A Georgia teacher asked a Muslim student if she had a bomb in her backpack. This echoes a similar incident in which a Muslim teenager in Texas — Ahmed Mohamed — was suspected of having a bomb contained in his wiry clock device. The girl in this story wasn’t arrested, but it raised some eyebrows.
According to TPM, a teacher at Shiloh Middle School in Gwinnett County asked 13-year-old Faiza Osman in front of the entire classroom last week if she had a bomb in her backpack.
The eighth-grader simply told her she had books. The girl’s father, Abdirizak Aden, told CBS 46 that the family are Muslims from Somalia. He’s upset that the teacher would ask his daughter such a question. He nearly took his daughter out of the school, but was put more at ease after the teacher and the school’s principal spoke with him.
Faiza’s older sister — Anab Osman — was in the classroom when she was asked by the teacher if she was carrying a bomb in her backpack.

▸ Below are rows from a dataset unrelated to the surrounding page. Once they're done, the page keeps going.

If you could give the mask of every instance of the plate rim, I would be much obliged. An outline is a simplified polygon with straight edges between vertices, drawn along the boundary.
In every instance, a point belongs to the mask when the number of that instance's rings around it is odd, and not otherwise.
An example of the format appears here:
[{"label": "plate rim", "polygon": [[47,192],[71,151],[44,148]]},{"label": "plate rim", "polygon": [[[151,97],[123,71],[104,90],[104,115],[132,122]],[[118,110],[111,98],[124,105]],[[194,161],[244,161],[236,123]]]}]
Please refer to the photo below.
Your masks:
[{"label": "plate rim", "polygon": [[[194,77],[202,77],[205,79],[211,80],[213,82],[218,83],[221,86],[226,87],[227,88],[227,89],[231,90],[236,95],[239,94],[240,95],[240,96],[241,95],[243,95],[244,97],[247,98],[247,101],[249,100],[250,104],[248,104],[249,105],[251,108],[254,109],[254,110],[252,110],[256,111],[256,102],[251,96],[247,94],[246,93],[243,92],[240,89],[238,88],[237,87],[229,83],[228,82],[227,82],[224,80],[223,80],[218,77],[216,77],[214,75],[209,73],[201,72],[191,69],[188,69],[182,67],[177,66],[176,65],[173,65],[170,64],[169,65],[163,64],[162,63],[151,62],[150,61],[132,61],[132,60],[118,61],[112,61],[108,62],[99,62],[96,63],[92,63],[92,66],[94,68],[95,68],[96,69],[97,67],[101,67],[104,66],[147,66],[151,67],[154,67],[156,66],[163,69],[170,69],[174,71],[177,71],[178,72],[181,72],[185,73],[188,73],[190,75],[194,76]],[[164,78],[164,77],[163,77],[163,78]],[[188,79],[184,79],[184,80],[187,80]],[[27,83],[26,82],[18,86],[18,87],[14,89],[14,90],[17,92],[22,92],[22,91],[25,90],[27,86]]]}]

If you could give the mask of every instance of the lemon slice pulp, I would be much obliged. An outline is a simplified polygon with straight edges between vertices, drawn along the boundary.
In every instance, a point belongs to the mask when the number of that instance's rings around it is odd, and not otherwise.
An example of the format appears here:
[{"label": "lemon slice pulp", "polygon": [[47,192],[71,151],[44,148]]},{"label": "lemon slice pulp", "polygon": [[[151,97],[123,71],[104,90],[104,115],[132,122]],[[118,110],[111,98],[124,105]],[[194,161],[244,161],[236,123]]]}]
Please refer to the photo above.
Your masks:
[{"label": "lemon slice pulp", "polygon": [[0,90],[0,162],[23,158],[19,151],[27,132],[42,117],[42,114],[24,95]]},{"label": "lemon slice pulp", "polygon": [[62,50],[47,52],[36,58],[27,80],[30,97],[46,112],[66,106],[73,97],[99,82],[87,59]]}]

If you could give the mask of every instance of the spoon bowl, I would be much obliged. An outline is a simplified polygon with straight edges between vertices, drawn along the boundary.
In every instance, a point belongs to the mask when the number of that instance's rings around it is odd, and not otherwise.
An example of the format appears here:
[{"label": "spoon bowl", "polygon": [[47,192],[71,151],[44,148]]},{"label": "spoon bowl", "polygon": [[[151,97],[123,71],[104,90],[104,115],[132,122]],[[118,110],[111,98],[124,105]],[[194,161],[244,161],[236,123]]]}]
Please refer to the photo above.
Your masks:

“‘Why do you have your book bag over your shoulders? Is there a bomb in there?'” Anab Osman said she overheard the teacher saying to Faiza. “It came out of nowhere. My sister was in shock.”
Aden believes that his daughter was singled out over the question because she wears a headscarf, which may draw more attention to her.
Faiza contacted her father after the incident because she was so embarrassed. All she wanted to do was go home at that point. Aden then went straight to the school to confront the teacher. At first, he was ignored by office staff, but was more successful in his second attempt when he met wtih the assistant principal and teacher.
According to the student’s father, the teacher was joking.
“She said she was joking. Then I said to her, ‘Do you know what’s going on in America? You’re not supposed to joke like this,'” said Aden.
The school district apologized on the teacher’s behalf, but said she didn’t mean any “ill intent” with her remark. School district representatives say they plan to talk with the teacher about her comments.
Still, Aden isn’t pleased with how things unfolded at his daughter’s school.
“We are from Africa, we are Muslims, we live in America,” he told the Atlanta Journal Constitution. “I didn’t teach my children to hate people or to think they are better than other people. I don’t want nobody to treat them like that.”
Yusof Burke, board president of the Georgia Chapter of the Council on American-Islamic Relations,” issued a statement after the latest misunderstanding involving a Muslim student.
Burke says that the incident “shows the level of Islamophobia impacting people’s relationships with one another. Obviously a teacher and a student should have a unique kind of relationship … It’s very disturbing to see.”
After the incident involving Ahmed Mohamed, he was invited to the White House by President Obama. In the months leading to that visit, Mohamed was making public appearances at high-profile events around the country. He even went to meet a Sudanese president — which sparked controversy since President Omar al-Bashir is accused of several human rights violations. It wasn’t long after that visit, Ahmed came back to the United States to announce he and his family were moving to Qatar. His family is now suing the school district in Irving $15 million for having Ahmed arrested at school when teachers thought he had a bomb in his clock device.
In the case of the teacher asking the Muslim student if there was a bomb in her backpack, things appear to be less extreme. The school district hopes the teacher learned her lesson over making jokes about bombs in backpacks.